Escrevi algures que a literatura e a masturbação são artes siamesas porque ambas se dedicam à emissão de pequenos, estéreis seres – personagens para nada, para ninguém. É possível que tenha tido razão. E, daí, talvez não. De facto, recordo com mais recorte e mais nitidez certas personagens do que (in)certas pessoas. Leopold Bloom, Mrs Dalloway, Biscuter, Bouvard & Pécuchet, Florentino Ariza, a S. Joaneira, Madame Francinet, Raskolnikov, Clawdia, Hans Castorp, a Mulher Canhota do Handke, Palomar, a Joaninha dos Olhos Verdes, Dinamene, Acácio, Madame Maigret, Calisto Elói, Henri Castang, o Horácio d’A Lã e a Neve, Nick Adams, Benjy, Sancho, Santiago Nasar, o Gineto, Manuel da Bouça, Heidi, Evaristo Carriego, Jim, Matt Marriott, Bernardo Soares, Austin & Mr DeLuxe, Pat Garret & Billy the Kid, Maria Eduarda, Cristo, Jacinto, Monsieur Bebé, Rodrigo, John Barleycorn, Tom Joad, Dorian Gray, Rose, Brian Ash, o Touro Azul, João Evangelista, Cyrano, Lord Edgware, Dr Watson, Jules, Juliana, Garth, Powder, José Francisco, Fernando Oliveira & Armando Oliveira, Augusto Graça, José Maria Luís, o Príncipe Valente, Cisco Kid, Afonso, Eurico, Lear, Ájax, Bill, Godot, Sir James Bellamy, Doc, Alberto & José, Teresa, Guedelhas & Maquinista, a Viscondessa de Tardinhade, o Gebo, Chico & Rosa, Nathan, Stingo, Craft & Croft (o do Eça e o do Mailer), Sophie, Lenny, Margarita, Thomas, Moll Flanders, Blue & Black (& Decker?), Jau, Kip Kirby, Magnus Pym, Karla, Electra, Deus, Clea, Janvier, Mycroft Holmes, Stephen Daedalus & Molly – nenhuma desta “gente” é estéril. Talvez, de facto, eu ande errado repetindo que “literatura e a masturbação são (…)” etc.. Talvez quem concorde comigo esteja certo – e que quem de mim discorde o esteja também. Não sei nem vou apurar. Sei que uma pessoa pode preencher-se disto. Contra o vento e contra a moral, contra o barómetro e contra o cronómetro. Como digo e disse – não sei. Sei que tenho andado – dias a fio em novelo de noites – urdindo um senhor chamado Camilo Ardenas. Quando vos apresentar, dele, a(s) história(s), não mais meu gajo será, mas vosso. Literário, onanista, contado – já vive. Para que vive, não sei. Não sabe ninguém.

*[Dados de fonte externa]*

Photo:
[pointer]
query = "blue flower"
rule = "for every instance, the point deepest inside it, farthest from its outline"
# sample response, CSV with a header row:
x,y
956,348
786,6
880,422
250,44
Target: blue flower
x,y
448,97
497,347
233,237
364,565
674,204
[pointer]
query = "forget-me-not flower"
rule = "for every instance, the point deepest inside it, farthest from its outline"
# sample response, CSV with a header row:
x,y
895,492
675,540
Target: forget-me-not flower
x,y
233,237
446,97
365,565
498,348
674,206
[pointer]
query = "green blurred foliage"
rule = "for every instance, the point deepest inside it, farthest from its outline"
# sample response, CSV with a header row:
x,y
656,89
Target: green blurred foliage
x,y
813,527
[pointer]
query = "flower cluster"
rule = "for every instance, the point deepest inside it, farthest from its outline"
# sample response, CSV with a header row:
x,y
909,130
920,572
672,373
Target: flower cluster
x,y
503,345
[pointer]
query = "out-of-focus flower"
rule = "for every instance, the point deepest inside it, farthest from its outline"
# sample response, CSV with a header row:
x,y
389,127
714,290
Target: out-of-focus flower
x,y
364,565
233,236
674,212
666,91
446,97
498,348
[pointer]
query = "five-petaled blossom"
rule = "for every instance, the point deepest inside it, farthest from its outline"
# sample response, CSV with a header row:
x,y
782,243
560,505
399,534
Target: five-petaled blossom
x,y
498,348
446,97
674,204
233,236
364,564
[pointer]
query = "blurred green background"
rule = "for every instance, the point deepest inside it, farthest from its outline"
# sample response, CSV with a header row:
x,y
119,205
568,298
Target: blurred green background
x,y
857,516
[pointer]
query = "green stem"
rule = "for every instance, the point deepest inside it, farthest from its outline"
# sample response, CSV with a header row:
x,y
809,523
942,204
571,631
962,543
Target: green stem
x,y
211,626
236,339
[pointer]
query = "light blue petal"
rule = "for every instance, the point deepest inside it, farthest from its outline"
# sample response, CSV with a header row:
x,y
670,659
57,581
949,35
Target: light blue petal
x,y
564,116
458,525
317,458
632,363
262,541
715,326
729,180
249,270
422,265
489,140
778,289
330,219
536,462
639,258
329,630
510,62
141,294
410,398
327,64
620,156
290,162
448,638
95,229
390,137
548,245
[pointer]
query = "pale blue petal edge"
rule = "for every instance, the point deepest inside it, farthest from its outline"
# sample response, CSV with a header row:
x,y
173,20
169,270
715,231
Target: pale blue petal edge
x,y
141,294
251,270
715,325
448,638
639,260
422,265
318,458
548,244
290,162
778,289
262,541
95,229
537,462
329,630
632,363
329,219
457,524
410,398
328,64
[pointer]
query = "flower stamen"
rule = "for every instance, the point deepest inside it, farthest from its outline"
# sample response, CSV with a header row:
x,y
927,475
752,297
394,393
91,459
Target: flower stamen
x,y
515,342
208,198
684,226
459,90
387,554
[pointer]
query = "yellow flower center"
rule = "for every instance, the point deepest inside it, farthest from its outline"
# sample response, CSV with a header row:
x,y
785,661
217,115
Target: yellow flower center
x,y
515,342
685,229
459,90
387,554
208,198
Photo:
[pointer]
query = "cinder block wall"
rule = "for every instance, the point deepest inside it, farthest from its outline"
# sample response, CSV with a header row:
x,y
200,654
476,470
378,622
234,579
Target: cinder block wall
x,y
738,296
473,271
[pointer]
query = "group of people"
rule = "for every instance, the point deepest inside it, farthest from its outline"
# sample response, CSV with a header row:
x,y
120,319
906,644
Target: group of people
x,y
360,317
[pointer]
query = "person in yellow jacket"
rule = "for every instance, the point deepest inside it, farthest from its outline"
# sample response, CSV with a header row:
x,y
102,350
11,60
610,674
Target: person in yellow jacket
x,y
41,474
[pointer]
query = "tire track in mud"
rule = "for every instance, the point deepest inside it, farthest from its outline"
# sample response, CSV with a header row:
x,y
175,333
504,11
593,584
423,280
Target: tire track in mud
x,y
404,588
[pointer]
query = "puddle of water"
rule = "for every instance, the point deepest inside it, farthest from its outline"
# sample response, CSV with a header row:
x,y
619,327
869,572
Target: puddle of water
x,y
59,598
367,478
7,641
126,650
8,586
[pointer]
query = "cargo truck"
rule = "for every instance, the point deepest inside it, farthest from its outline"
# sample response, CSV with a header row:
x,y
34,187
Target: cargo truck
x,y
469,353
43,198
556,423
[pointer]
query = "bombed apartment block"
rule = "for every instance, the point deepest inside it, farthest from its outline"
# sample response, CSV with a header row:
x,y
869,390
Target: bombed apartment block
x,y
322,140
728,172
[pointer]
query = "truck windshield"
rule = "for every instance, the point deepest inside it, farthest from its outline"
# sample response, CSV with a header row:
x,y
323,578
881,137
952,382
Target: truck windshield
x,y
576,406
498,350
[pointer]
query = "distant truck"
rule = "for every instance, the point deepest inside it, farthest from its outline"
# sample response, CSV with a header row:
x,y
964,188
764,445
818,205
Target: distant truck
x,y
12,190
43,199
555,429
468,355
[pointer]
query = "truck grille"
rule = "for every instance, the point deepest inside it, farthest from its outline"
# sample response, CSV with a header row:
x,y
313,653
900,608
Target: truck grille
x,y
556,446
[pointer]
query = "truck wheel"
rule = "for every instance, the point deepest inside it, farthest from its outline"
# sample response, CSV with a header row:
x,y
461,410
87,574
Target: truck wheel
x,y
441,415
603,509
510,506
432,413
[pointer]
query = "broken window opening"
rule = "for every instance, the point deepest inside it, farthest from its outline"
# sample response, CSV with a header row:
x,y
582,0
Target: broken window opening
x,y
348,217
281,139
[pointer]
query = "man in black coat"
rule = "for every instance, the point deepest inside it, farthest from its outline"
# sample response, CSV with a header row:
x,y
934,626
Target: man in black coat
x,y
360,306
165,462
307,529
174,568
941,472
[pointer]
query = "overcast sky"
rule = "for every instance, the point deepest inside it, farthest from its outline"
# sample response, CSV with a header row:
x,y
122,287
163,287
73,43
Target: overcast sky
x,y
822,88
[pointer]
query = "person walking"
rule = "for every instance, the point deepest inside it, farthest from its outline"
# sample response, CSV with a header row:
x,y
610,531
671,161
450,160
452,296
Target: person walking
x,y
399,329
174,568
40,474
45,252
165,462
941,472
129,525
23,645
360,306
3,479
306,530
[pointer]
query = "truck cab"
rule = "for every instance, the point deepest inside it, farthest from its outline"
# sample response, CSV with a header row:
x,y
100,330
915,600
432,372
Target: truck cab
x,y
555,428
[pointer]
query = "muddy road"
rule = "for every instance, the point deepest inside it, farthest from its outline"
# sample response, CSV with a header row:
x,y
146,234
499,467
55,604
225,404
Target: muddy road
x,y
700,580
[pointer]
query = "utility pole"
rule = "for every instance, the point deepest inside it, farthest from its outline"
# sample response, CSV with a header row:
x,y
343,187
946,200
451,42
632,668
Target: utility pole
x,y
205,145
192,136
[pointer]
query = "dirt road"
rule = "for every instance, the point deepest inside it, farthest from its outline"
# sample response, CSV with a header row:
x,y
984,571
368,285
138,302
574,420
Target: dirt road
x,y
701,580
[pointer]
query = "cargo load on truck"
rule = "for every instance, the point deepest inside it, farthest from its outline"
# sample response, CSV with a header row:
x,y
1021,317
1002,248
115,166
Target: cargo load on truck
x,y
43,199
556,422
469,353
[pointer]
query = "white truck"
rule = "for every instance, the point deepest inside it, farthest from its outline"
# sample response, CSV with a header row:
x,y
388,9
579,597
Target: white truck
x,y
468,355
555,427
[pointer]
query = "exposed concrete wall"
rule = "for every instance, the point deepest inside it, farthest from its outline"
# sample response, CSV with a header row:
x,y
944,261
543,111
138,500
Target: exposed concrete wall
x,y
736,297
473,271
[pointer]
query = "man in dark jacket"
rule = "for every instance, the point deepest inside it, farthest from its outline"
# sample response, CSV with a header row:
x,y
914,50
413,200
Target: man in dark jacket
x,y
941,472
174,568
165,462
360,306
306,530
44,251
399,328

Caramulo, tarde de 17 de Fevereiro de 2007
1 comentário:
Escrevi um texto sobre Florentino Ariza e Fermina Daza, que um dia destes hei-de publicar no meu blog e que é para ti.
Quanto a Santiago Nasar é do caraças. E ninguém conseguiu avisar o homem.
Juliana não sei se é a Juliana Tavira do Eça. Se é, é a personagem feminina mais execrável de toda a literatura.
O Manuel da Bouça comoveu-me até às lágrimas. Horácio também e até o velho Marreta. Vidas difíceis!
Li o Ferreira aos quinze anos e ainda hoje recordo as personagens. Eu gosto daquele pré-neo-realismo e de muitas coisas do neo-realismo. Há para aí uma cambada que sepultou o neo, mas havemos de o ressuscitar.
Há momentos em que preciso de desabafar e acabei de ter um pretexto.
Um abraço, Daniel!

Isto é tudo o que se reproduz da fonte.